El Muppet

Por Ramiro Ross

Crónicas carcelarias

El tipo era corpulento y tenía la cara redonda, como si se la hubieran hecho con un compás, los ojos achinados, la nariz ancha y un corte tipo ‘hachazo’ que le atravesaba el ojo izquierdo que le daba un aspecto siniestro, caminaba bamboleándose hacia los lados, como un boxeador que acababa de recibir una paliza.

Lo único cierto de su aspecto era que había sido boxeador hacia unos años, y estaba en Caseros cumpliendo condena por haberle deformado el rostro a un tipo, rompiéndole el hueso de la mejilla de una trompada en una pelea callejera.

A pesar de su aspecto y su historia, ‘El Santiagueño’, que así le decían, no bebía ni fumaba, era un gran tipo, con el que hice amistad luego de enseñarle a leer y escribir, ya que su juventud de hachero en un quebrachal de Santiago de Estero, no le había dado la posibilidad de aprender, según me contó las tardes que charlábamos tomando mate.

El sobrenombre de Muppet se lo puse yo a raíz de su parecido con uno de los personajes de unos dibujitos animados que pasaban por televisión en aquella época, y él se reía a carcajadas cada vez que yo lo llamaba de esa forma, y que luego se extendió por los pabellones.

Un día que jugábamos a boxear, le pedí que me enseñara a hacer algunas fintas y tirar algunos golpes.
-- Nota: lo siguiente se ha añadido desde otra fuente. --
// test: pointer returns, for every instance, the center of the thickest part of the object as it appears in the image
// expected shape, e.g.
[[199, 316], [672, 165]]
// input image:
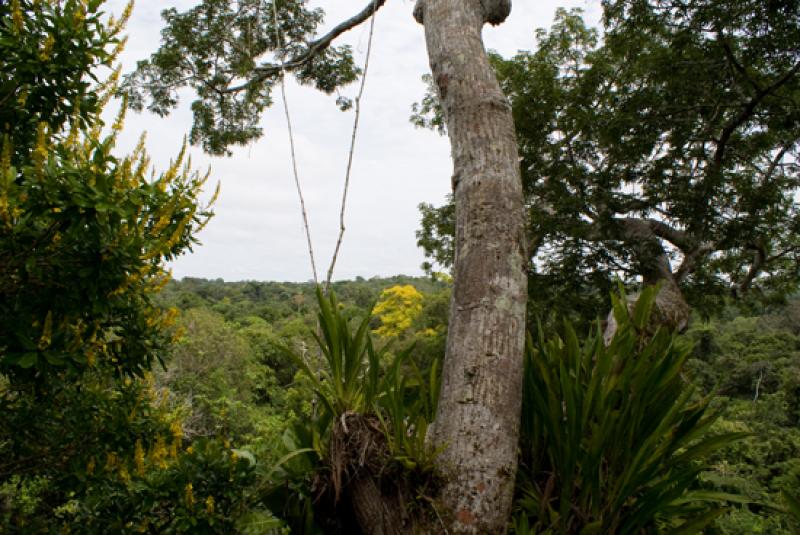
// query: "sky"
[[257, 232]]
Nos hicimos una bolsa para golpear y me enseñó algunos secretos del deporte.

Si bien mi metro noventa y mis casi 100 kilos de peso de esa época se imponían ante la mayoría de los que intentaron enfrentarme, el caso del Muppet era distinto, su cuerpo acostumbrado a hachar quebrachos en el monte, mas los conocimientos de box lo hacían un tipo al que nadie se atrevía a desafiar.

Un día que el guardia son veía como ‘entrenábamos’, nos preguntó porqué no organizábamos una pelea entre nosotros, a pesar de que me negué rotundamente ya que sabía que mis posibilidades de hacer un buen papel en el ring con mi amigo eran nulas, él me terminó de convencer de que la hiciéramos, por supuesto cobrando entrada, que se efectivizaría con la entrega de un jabón, un desodorante, un par de medias, u otra cosa de las que siempre hacen falta en la cárcel. Un oficial nos trajo un par de guantes de 10 onzas y entre todos improvisamos un ring, que bien visto, daba pena de solo mirarlo por lo endeble que era.

Llegado el momento, y a pesar que contaba con el compromiso del Muppet de que solo marcaríamos los golpes para el puntaje, sin lastimarnos la cara, debo confesar que estaba bastante nervioso. Uno, al que le decíamos ‘el Muelto’, porque a él no le salía pronunciar la ‘R’, me secundó en el rincón, con el compromiso de mi parte de darle 3 paquetes de cigarrillos de los que recaudaría, ya que ni el Muppet ni yo fumábamos.

La pelea empezó muy bien, estábamos entusiasmados porque el ‘borderaux’ había sido muy bueno, habíamos juntado como 3 kilos de yerba, otros tantos de azúcar y un montón de cosas que queríamos, como cassette del dúo uruguayo ‘Los Olimareños’ entre otros.

El primer round estuvo muy bien, tratábamos de lucirnos haciendo fintas y amagues varios, tirábamos algunos golpes al cuerpo y ambas hinchadas nos aplaudían y nos daban aliento con sus gritos.

El segundo round fue bastante malo para mi, mi contrincante abusaba de sus conocimientos y me hacía quedar mal parado, colgado de las sogas cada vez que quería acorralarlo y él me esquivaba. Ya al final, en un momento él abrió la guardía y me dejó un espacio como para meter la derecha en cross, como ya algunos se empezaban a reír de mis escasos recursos boxísticos, no lo dudé un instante y mi mano llegó clara y contundente a su cara, no obstante el efecto le duró un instante y me sonrió, y yo entendí el mensaje “vos empezaste, después no te quejes”.

El tercero y cuarto round (la pelea estaba pactada a 4 rounds), fue un intercambio de golpes en donde yo salía mas castigado que él, fue en el cuarto que logramos que los concurrentes se pusieron de pié para aplaudirnos, tal era las ganas que poníamos, aunque yo tenía la cara inflamada y el Muppet solo una ceja marcada.

Al finalizar, nos dimos un abrazo, donde aprovecho para decirme al oído “Estuvo buena ¿no?”. Al otro día me confesó que había abierto la guardia a propósito para que yo me soltara y que la pelea resultara buena.

A la semana siguiente, ya estábamos organizando la revancha.